American artist (1898–1988)

Carl Gustaf Nelson (January 5, 1898–August 6, 1988) was an American artist.

==Life and career==
Nelson was born in Hörby, Sweden, and immigrated to Sioux City, Iowa with his family around 1903. He studied at the Chicago Academy of Fine Arts, with Kimon Nicolaïdes at the New York Art Students' League, and with the Tiffany Foundation for Artists in New York City.

His most productive period was from the 1930s to the 1970s, during which "he exhibited at three Whitney Museum invitationals, twice at the Chicago Art Institute, and four times at the Carnegie International Exhibitions." He had one-man shows at Macbeth Gallery in New York, the Fitchburg Museum, Cambridge Art Association, Georgia Technical Institute, MIT Faculty Club, and the Cambridge School of Design. He worked as an art teacher at several institutions including Cambridge School of Design and American People's School of New York City.
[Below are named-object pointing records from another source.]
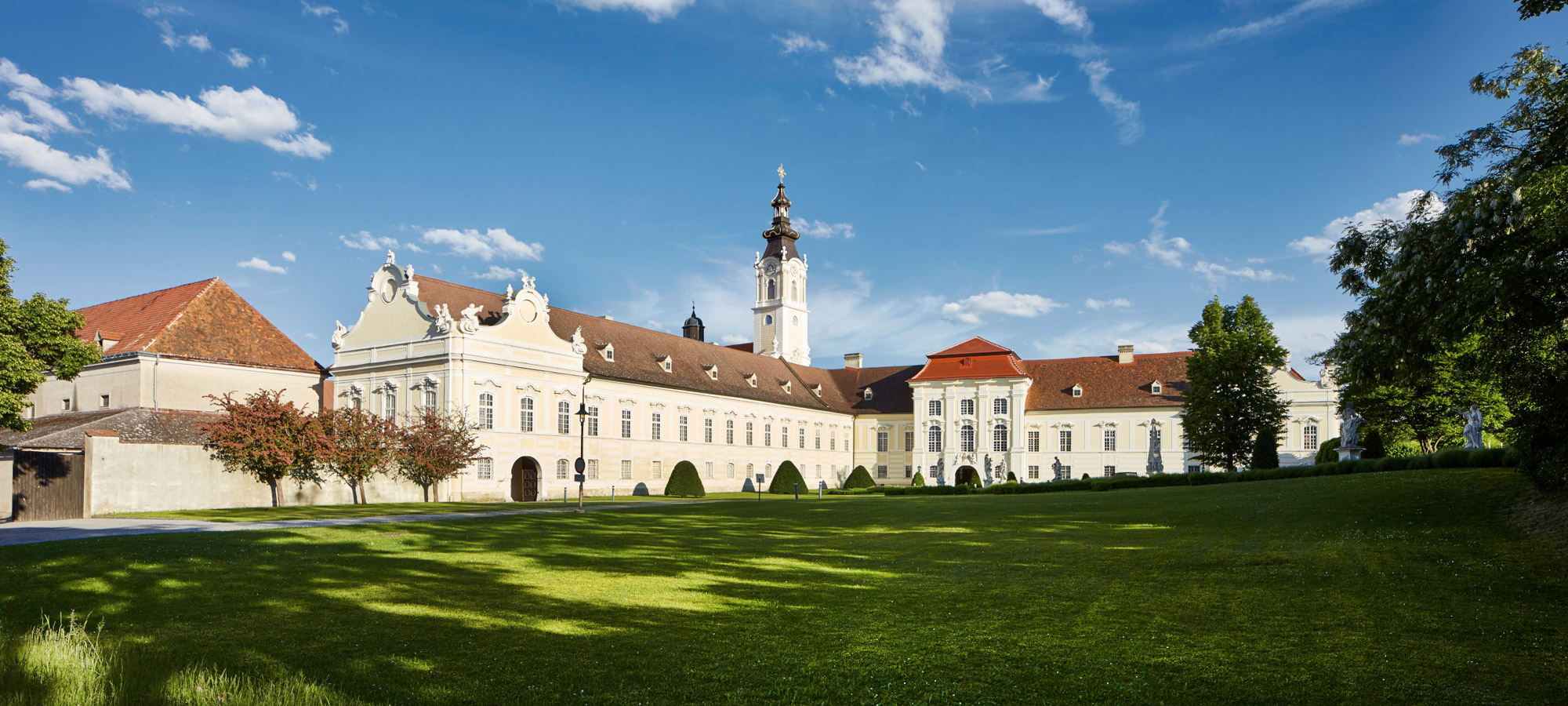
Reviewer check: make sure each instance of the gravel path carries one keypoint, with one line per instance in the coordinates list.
(84, 530)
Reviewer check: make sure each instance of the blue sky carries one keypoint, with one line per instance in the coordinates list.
(1058, 176)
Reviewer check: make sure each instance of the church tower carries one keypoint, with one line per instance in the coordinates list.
(780, 316)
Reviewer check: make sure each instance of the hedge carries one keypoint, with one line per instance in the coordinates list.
(684, 482)
(860, 479)
(786, 481)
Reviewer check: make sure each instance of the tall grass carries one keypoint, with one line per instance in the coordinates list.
(67, 661)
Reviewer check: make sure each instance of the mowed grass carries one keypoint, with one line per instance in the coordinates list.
(1409, 588)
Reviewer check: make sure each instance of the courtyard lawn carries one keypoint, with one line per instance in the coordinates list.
(1410, 588)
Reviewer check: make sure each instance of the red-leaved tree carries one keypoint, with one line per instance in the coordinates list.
(435, 446)
(263, 437)
(354, 446)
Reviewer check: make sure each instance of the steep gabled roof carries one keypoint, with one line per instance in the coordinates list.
(201, 321)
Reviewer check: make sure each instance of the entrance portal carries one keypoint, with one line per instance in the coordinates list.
(526, 481)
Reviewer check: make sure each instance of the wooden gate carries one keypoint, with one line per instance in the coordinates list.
(48, 486)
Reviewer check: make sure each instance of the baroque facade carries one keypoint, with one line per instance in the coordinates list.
(521, 369)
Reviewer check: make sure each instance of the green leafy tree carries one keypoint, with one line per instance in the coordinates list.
(860, 479)
(435, 446)
(684, 482)
(355, 446)
(1487, 261)
(38, 337)
(263, 437)
(1266, 451)
(1232, 393)
(786, 479)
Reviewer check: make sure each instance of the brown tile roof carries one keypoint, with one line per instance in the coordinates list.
(1106, 382)
(637, 354)
(132, 426)
(201, 321)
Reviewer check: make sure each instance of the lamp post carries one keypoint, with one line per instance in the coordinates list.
(583, 451)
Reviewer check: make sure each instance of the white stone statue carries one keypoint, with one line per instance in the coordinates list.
(1473, 423)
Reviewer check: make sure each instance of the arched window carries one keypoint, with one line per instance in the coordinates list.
(487, 410)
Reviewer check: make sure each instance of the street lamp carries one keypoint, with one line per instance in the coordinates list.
(583, 451)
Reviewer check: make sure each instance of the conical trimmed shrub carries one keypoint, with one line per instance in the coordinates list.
(786, 479)
(860, 479)
(684, 482)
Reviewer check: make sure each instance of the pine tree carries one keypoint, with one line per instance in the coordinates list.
(1232, 393)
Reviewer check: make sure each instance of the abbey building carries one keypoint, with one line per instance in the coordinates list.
(521, 368)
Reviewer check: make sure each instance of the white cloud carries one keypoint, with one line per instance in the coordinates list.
(824, 230)
(233, 115)
(656, 10)
(46, 184)
(1098, 305)
(1218, 274)
(1390, 209)
(1014, 305)
(800, 43)
(1127, 114)
(339, 26)
(506, 274)
(488, 246)
(1276, 21)
(263, 266)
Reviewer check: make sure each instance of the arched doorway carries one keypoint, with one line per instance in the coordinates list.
(526, 481)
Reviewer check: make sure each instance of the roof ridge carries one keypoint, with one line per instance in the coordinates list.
(172, 322)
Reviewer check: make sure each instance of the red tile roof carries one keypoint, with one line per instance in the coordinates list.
(201, 321)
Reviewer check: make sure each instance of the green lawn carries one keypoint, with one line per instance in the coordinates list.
(1407, 588)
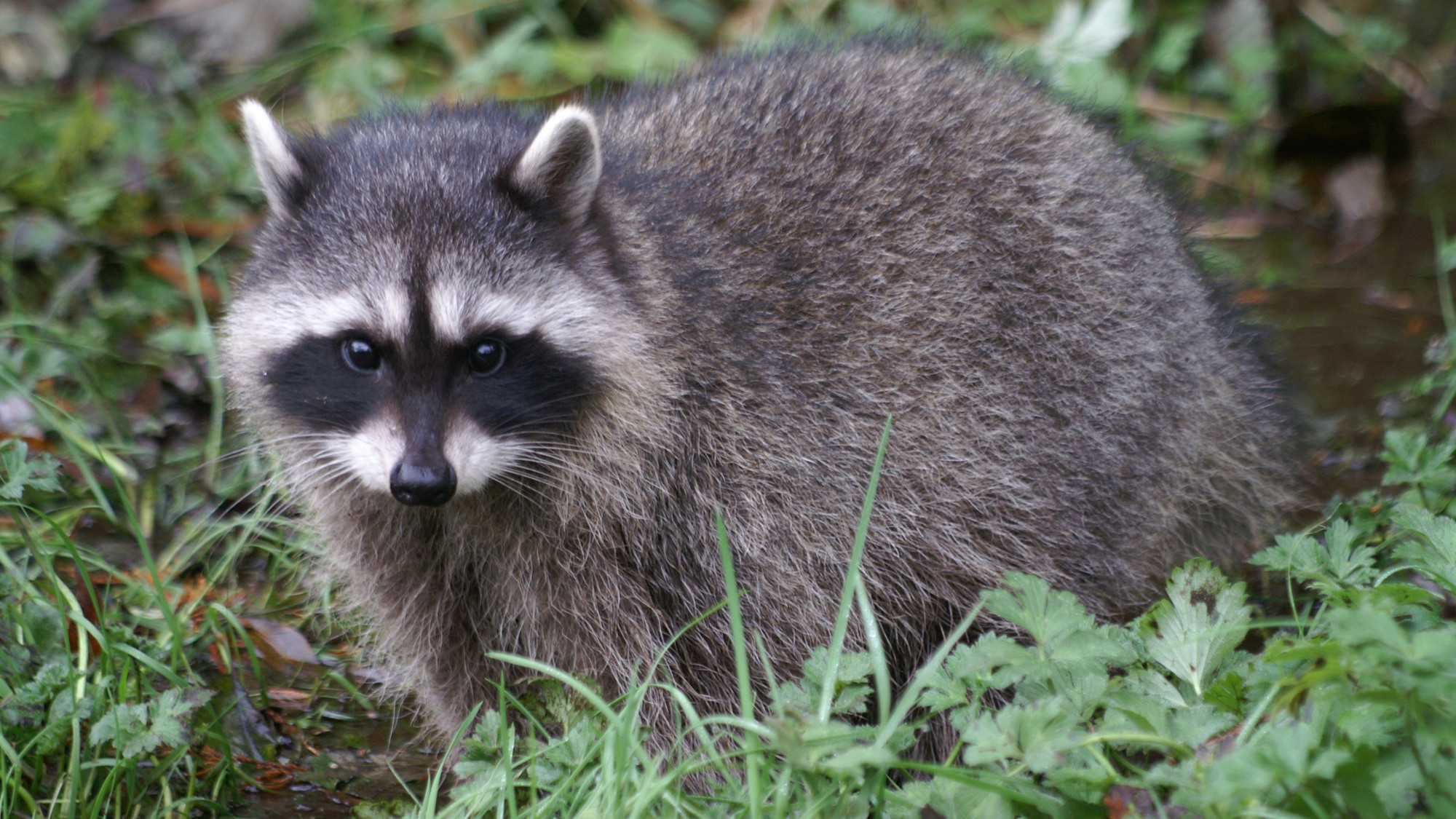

He painted Central Park in 1934 for the Public Works of Art Project. He moved to the Cranberry Isles off the coast of Maine around 1951. In 1969 he was the subject of the short film Endless Wonder. His late career work included Maine landscapes, such as "scenes of birch trees and other natural features." He painted until he went blind in 1985. He worked in pen and ink, oil paint, and casein paint. He died at a nephew's home in Illinois in 1988.

== In popular culture ==
A photograph of Carl Nelson taken by Lois Lowry appears on the cover of some editions of The Giver.